Membrane Lipids and Glycomoieties

The most reasonable suggested pathway for the synthesis of any phospholipids and glycolipids that are not derived directly from the host begins with G3P (Yus et al., 2009). If G3P is to be used for membrane lipid synthesis, it must receive two acyl groups via the activities of two successively acting acyltransferases. It is proposed that the first is PlsY (MPN350) and the second is PlsC (MPN299; Yus et al., 2009), but the M. pneumoniae enzymes have never been characterized, which is an important step toward establishing the physiological relevance of this metabolic pathway and therefore whether these enzymes, as well as any downstream of them, should be considered targets for new antibiotics. Substrate mimics that inhibit Streptococcus pneumoniae PlsY have been studied (Grimes et al., 2008), but because these enzymes are so widely distributed, suggesting that it may be difficult to develop narrow-spectrum agents. Uptake of cholesterol is also essential for M. pneumoniae (Johnson and Somerson, 1980), and is unlikely to be related to processes that occur in commensal bacteria, making it an excellent target, but there are no data describing the molecular mechanism by which this is accomplished.

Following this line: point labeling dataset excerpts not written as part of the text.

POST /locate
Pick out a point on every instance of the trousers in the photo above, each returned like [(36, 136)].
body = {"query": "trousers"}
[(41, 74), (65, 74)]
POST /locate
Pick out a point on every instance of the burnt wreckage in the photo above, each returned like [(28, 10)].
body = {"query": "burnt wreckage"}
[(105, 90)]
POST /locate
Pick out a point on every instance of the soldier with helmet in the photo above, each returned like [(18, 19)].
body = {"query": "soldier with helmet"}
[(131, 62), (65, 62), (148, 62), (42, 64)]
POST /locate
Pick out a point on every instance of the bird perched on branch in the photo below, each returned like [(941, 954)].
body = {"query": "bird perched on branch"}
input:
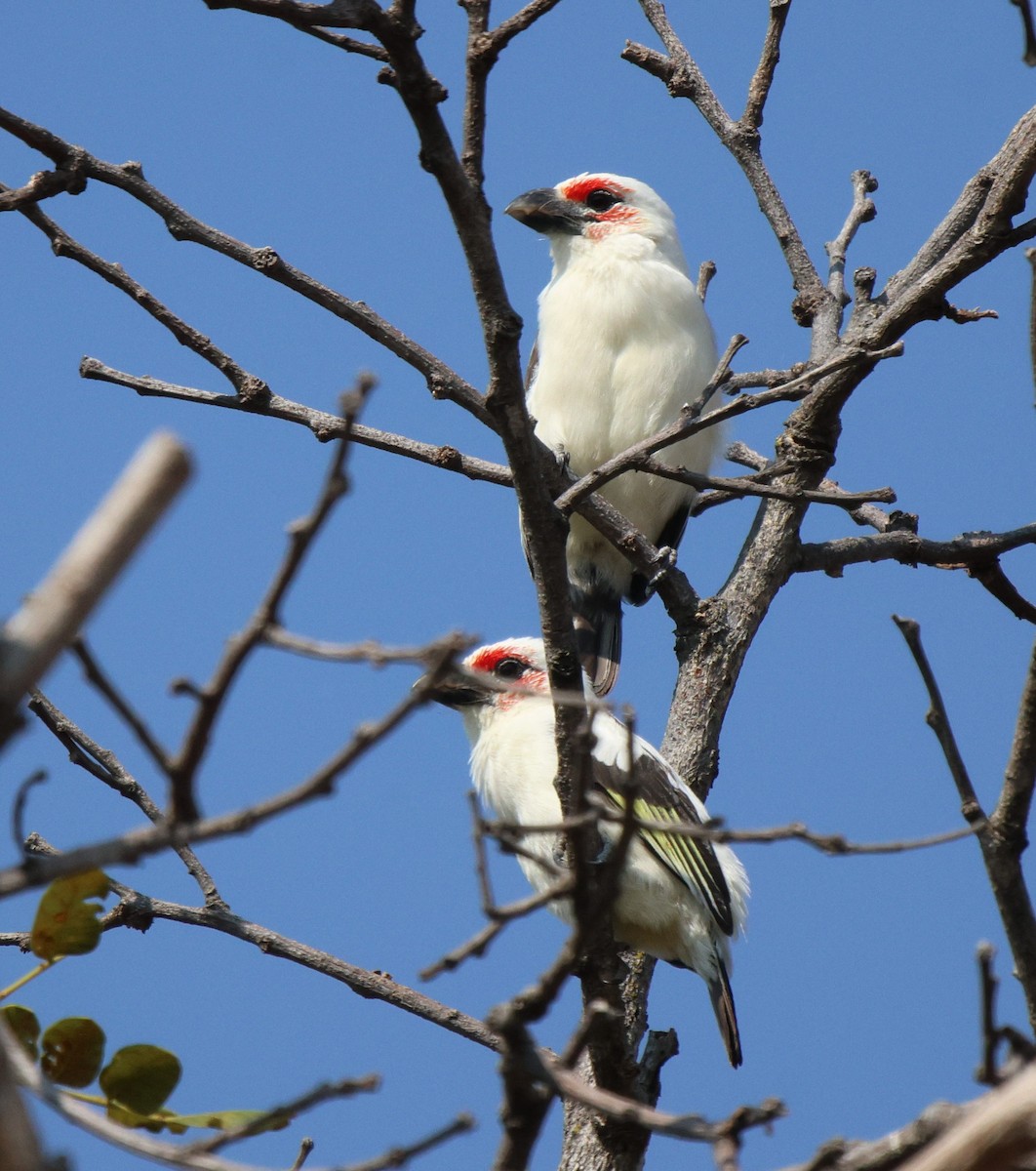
[(680, 899), (624, 343)]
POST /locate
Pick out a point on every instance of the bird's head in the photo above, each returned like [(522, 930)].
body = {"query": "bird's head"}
[(600, 209), (496, 678)]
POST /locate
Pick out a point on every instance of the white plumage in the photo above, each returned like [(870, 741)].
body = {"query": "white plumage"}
[(680, 899), (624, 343)]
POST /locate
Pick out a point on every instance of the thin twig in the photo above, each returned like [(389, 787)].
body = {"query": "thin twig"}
[(184, 766), (286, 1112), (399, 1156), (105, 766), (120, 704), (322, 424), (759, 88), (143, 842)]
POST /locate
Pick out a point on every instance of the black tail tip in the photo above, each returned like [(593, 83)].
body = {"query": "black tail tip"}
[(598, 624)]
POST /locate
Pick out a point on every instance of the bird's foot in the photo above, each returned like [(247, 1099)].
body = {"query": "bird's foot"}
[(665, 561)]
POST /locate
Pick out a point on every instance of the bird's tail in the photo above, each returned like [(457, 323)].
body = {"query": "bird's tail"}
[(598, 621), (723, 1005)]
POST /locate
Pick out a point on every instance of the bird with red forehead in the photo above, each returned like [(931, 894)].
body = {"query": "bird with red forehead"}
[(624, 343), (679, 897)]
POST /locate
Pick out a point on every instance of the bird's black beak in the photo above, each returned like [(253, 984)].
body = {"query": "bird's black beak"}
[(544, 211), (456, 691)]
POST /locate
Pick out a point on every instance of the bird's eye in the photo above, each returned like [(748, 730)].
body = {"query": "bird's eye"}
[(602, 199), (510, 668)]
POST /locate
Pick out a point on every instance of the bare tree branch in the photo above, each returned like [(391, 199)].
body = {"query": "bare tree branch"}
[(53, 614), (322, 424)]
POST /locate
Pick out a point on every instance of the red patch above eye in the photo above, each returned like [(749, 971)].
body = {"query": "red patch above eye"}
[(487, 660), (578, 188)]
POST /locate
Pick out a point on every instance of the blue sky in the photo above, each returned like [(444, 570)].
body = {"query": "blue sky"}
[(856, 987)]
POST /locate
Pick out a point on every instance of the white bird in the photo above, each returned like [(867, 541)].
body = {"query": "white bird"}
[(624, 343), (680, 899)]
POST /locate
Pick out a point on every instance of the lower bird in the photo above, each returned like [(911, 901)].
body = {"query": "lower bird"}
[(679, 897), (624, 343)]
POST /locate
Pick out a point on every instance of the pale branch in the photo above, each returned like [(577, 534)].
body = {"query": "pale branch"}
[(286, 1112), (965, 551), (51, 618), (128, 177), (759, 88), (135, 844), (211, 698), (999, 1131), (706, 270), (105, 766), (672, 586), (1012, 812), (374, 653), (247, 385), (399, 1156), (893, 1151), (1028, 30), (322, 424), (861, 211), (120, 704), (1002, 842)]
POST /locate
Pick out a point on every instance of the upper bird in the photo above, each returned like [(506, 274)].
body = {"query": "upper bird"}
[(679, 897), (624, 343)]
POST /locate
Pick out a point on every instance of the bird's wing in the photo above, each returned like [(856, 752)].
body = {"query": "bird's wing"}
[(692, 860)]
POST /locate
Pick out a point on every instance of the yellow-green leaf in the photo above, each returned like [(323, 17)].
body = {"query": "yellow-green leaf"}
[(179, 1123), (140, 1077), (156, 1122), (73, 1051), (231, 1119), (24, 1026), (65, 923)]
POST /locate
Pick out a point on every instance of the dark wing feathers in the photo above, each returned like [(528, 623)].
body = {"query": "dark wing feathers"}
[(692, 860)]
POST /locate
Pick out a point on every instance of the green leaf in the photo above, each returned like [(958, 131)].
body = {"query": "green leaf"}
[(231, 1119), (24, 1026), (73, 1051), (65, 923), (179, 1123), (140, 1077), (156, 1122)]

Glycomoieties for use in glycolipids, protein glycosylation, or as extracellular polysaccharide are almost certainly the result of poorly defined anabolic pathways in M. pneumoniae. Knowledge of the diversity and function of M. pneumoniae polysaccharides, both free and covalently linked to other biomolecules, is limited, but the available information suggests important roles for these moieties in several M. pneumoniae biological processes, including glycolipid synthesis, modification of proteins, and biofilm properties (Yus et al., 2009; Simmons et al., 2013). Glycolipid biosynthesis by M. pneumoniae using exogenously supplied palmitic acid, ceramide, glucose, UDP-glucose, and phosphate has been demonstrated experimentally (Klement et al., 2007). Undoubtedly essential for the synthesis of these polysaccharides are three glycosyltransferases, encoded by MPN028, MPN075, and MPN483, although the activities of the first two are uncharacterized. Strains in which these genes were definitively knocked out were not isolated in a global transposon mutagenesis screen, suggesting that they are essential for M. pneumoniae (Hutchison et al., 1999). MPN483 encodes a promiscuous glycosyltransferase that can catalyze the processive synthesis of a variety of polysaccharides from several substrates for use as glycomoieties. When produced recombinantly in E. coli it can use UDP-galactose and UDP-glucose as substrates for addition to diacylglycerol, ceramide, and mono-, di-, and trisaccharide derivatives thereof (Klement et al., 2007). The specific identities and significances of its physiological product are unknown.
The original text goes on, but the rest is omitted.